Thursday, November 3, 2011

Justices Weigh Judges’ Duties to Assess Reliability of Eyewitness Testimony

In oral arguments yesterday in Perry v. New Hampshire, the Supreme Court seemed unpersuaded that the Court should view problems with eyewitness testimony any differently than other types of evidence.  Below is Adam Liptak's article with a link to the oral arguments.


By — Though studies and lower court decisions have found that eyewitness testimony can be both unusually problematic and unusually persuasive, the Supreme Court on Wednesday did not seem inclined to rule that the Constitution requires judges to view such evidence with special skepticism. Ordinary trial procedures, several justices suggested, should be adequate to address the potential unreliability of eyewitness identifications.

Tuesday, November 1, 2011

U.S. Supreme Court to Hear Arguments Regarding Ineffective Counsel and Plea Agreements

The New York Times reports that the U.S. Supreme Court will hear arguments regarding the effect of ineffective counsel involving plea agreements on a defendant's constitutional rights. The Sixth Amendment is a regular topic of conversation in the criminal law realm. It is most known for its guarantee of effective counsel to all defendants. As many know, ineffective counsel at trial is grounds for an appeal and potential reversal of a conviction.

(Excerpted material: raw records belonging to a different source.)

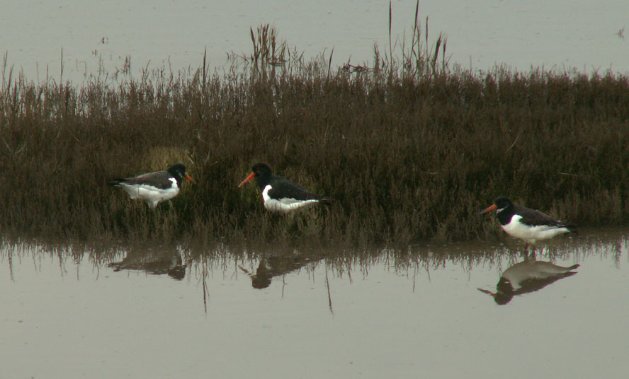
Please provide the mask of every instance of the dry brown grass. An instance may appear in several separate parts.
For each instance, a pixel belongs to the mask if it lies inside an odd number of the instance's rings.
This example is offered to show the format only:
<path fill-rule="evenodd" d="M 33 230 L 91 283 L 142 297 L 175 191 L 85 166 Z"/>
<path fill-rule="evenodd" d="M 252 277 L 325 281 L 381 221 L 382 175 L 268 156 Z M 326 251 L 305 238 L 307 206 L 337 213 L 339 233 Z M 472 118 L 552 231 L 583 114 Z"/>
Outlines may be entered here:
<path fill-rule="evenodd" d="M 322 54 L 75 87 L 5 67 L 0 228 L 164 241 L 469 240 L 498 232 L 477 212 L 499 194 L 577 224 L 629 221 L 625 76 L 450 69 L 419 53 L 419 37 L 397 60 L 376 50 L 353 71 Z M 441 42 L 423 51 L 439 46 L 445 54 Z M 106 185 L 176 161 L 198 185 L 157 211 Z M 236 189 L 259 161 L 335 205 L 267 214 L 255 186 Z"/>

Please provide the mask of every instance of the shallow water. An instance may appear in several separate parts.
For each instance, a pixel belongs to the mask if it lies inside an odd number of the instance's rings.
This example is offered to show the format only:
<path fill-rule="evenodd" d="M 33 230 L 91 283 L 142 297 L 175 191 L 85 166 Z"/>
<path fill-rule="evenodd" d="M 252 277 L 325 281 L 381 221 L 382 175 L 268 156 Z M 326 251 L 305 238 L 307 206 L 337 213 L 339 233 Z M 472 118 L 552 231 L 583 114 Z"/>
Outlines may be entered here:
<path fill-rule="evenodd" d="M 415 3 L 392 1 L 394 42 L 410 35 Z M 144 67 L 196 69 L 206 49 L 213 69 L 227 63 L 227 53 L 250 54 L 249 28 L 270 23 L 307 59 L 334 49 L 335 66 L 356 64 L 371 62 L 374 43 L 388 51 L 388 5 L 381 0 L 4 1 L 0 52 L 33 81 L 80 81 L 98 75 L 101 67 L 110 76 L 128 57 L 136 76 Z M 482 70 L 494 64 L 518 70 L 575 67 L 589 74 L 629 71 L 628 14 L 624 0 L 426 0 L 420 1 L 418 16 L 422 28 L 429 17 L 431 45 L 440 32 L 447 36 L 453 64 Z"/>
<path fill-rule="evenodd" d="M 5 241 L 1 376 L 623 377 L 629 230 L 538 249 L 577 273 L 498 305 L 477 288 L 495 292 L 520 247 Z"/>

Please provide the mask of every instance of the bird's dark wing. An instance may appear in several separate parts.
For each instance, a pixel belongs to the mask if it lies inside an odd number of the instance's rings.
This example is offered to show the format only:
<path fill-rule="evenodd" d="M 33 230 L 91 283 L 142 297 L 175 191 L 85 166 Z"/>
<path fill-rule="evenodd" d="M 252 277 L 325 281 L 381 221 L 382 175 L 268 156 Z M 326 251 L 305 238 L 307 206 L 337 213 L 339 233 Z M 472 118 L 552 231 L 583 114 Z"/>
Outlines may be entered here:
<path fill-rule="evenodd" d="M 167 190 L 173 185 L 171 177 L 168 171 L 156 171 L 135 177 L 128 177 L 123 182 L 130 185 L 150 185 L 160 190 Z"/>
<path fill-rule="evenodd" d="M 319 196 L 311 193 L 303 187 L 286 179 L 273 180 L 269 183 L 271 189 L 268 196 L 273 199 L 295 199 L 295 200 L 319 200 Z"/>
<path fill-rule="evenodd" d="M 529 226 L 548 225 L 548 226 L 557 226 L 563 228 L 566 224 L 555 220 L 548 214 L 530 208 L 525 208 L 518 205 L 516 206 L 516 213 L 522 216 L 520 222 Z"/>

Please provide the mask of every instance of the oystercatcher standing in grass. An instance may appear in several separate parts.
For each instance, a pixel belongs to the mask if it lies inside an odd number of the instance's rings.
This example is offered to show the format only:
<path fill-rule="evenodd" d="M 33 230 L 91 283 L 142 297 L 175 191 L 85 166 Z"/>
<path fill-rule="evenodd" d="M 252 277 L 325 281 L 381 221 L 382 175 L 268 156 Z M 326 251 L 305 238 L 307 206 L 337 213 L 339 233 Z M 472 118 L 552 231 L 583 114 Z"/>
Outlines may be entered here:
<path fill-rule="evenodd" d="M 186 173 L 186 167 L 176 163 L 166 171 L 156 171 L 134 177 L 116 179 L 109 185 L 120 187 L 129 194 L 131 199 L 144 200 L 151 208 L 155 208 L 160 202 L 169 200 L 177 196 L 181 188 L 181 179 L 194 182 Z"/>
<path fill-rule="evenodd" d="M 256 163 L 251 170 L 253 172 L 238 187 L 255 177 L 262 190 L 264 208 L 271 212 L 285 214 L 318 204 L 332 203 L 330 198 L 312 194 L 297 183 L 273 175 L 271 168 L 264 163 Z"/>
<path fill-rule="evenodd" d="M 555 220 L 545 213 L 514 205 L 504 196 L 497 197 L 494 203 L 481 214 L 496 211 L 502 229 L 513 237 L 534 245 L 538 240 L 552 238 L 565 233 L 574 232 L 573 227 Z"/>

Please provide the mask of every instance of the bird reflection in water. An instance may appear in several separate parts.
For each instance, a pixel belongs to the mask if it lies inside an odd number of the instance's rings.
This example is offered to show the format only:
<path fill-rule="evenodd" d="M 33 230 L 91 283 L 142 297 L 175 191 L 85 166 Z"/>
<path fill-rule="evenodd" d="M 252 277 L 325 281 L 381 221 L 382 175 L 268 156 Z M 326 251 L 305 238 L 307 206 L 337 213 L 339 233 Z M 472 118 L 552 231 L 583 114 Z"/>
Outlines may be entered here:
<path fill-rule="evenodd" d="M 186 276 L 186 265 L 176 249 L 131 250 L 123 260 L 110 263 L 108 266 L 115 272 L 144 271 L 152 275 L 167 274 L 175 280 L 181 280 Z"/>
<path fill-rule="evenodd" d="M 557 280 L 577 274 L 574 264 L 564 267 L 550 262 L 536 260 L 535 257 L 525 259 L 509 267 L 496 285 L 496 292 L 482 288 L 478 291 L 491 295 L 498 305 L 506 304 L 514 296 L 539 291 Z"/>
<path fill-rule="evenodd" d="M 242 266 L 240 269 L 249 275 L 251 279 L 251 286 L 254 288 L 266 288 L 271 285 L 271 280 L 274 276 L 284 275 L 296 271 L 304 266 L 321 260 L 323 257 L 305 257 L 302 255 L 273 255 L 262 258 L 254 274 Z"/>

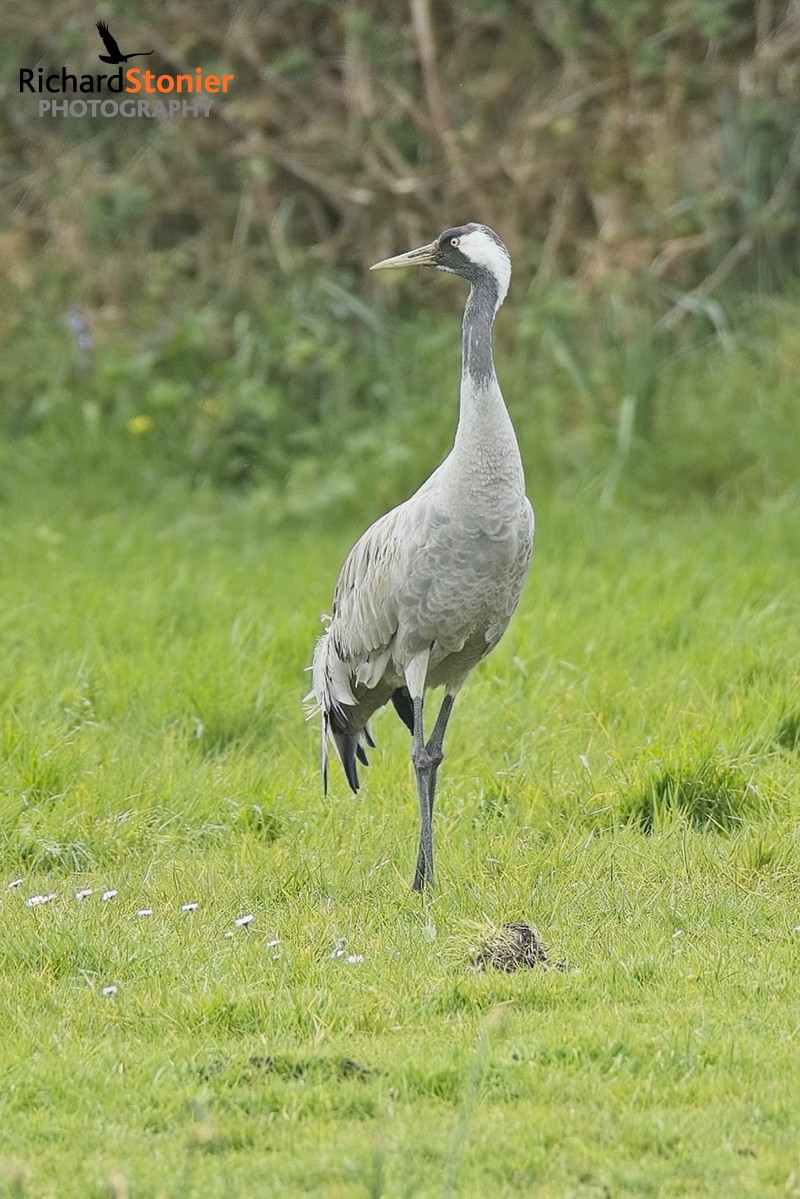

The upcoming issue before the Supreme Court involves ineffective counsel in the context of guilty plea agreements. Anthony Cooper, one of the defendants involved in the cases before the Court, was told by his attorney that because his four bullets had impacted his victim below the waist, he could not be convicted of assault with intent to murder. Because of this advice, Cooper rejected a plea agreement sentencing him to 4-7 years. He was later convicted at trial, and is now serving a sentence of 15-30 years. Another defendant, Galin Frye, was not informed of a plea offer by his attorney that called for a mere 90 days in prison. Once he learned of it, the agreement had expired, forcing him to agree to another plea which carried a 3-year sentence.

The Prosecutors for the two defendants have put forth interesting arguments. They have argued that the 6th Amendment only ensures the defendant a fair trial. While a defendant is entitled to a fair trial, no defendant is guaranteed a plea offer. The Prosecutors also admitted that while the conduct of the attorneys for both defendants fell below the standards of professionalism, they could not turn back time. In other words, the fact that the attorneys for the defendants were ineffective involving the plea bargains for their clients is not their problem.

A factor likely to be considered by the Court is how plea agreements should be regulated. Because they are so unbelievably common in the everyday conversations of criminal attorneys, effective regulation may seem impossible. However impossible it may seem, many argue that constitutional regulation is imperative.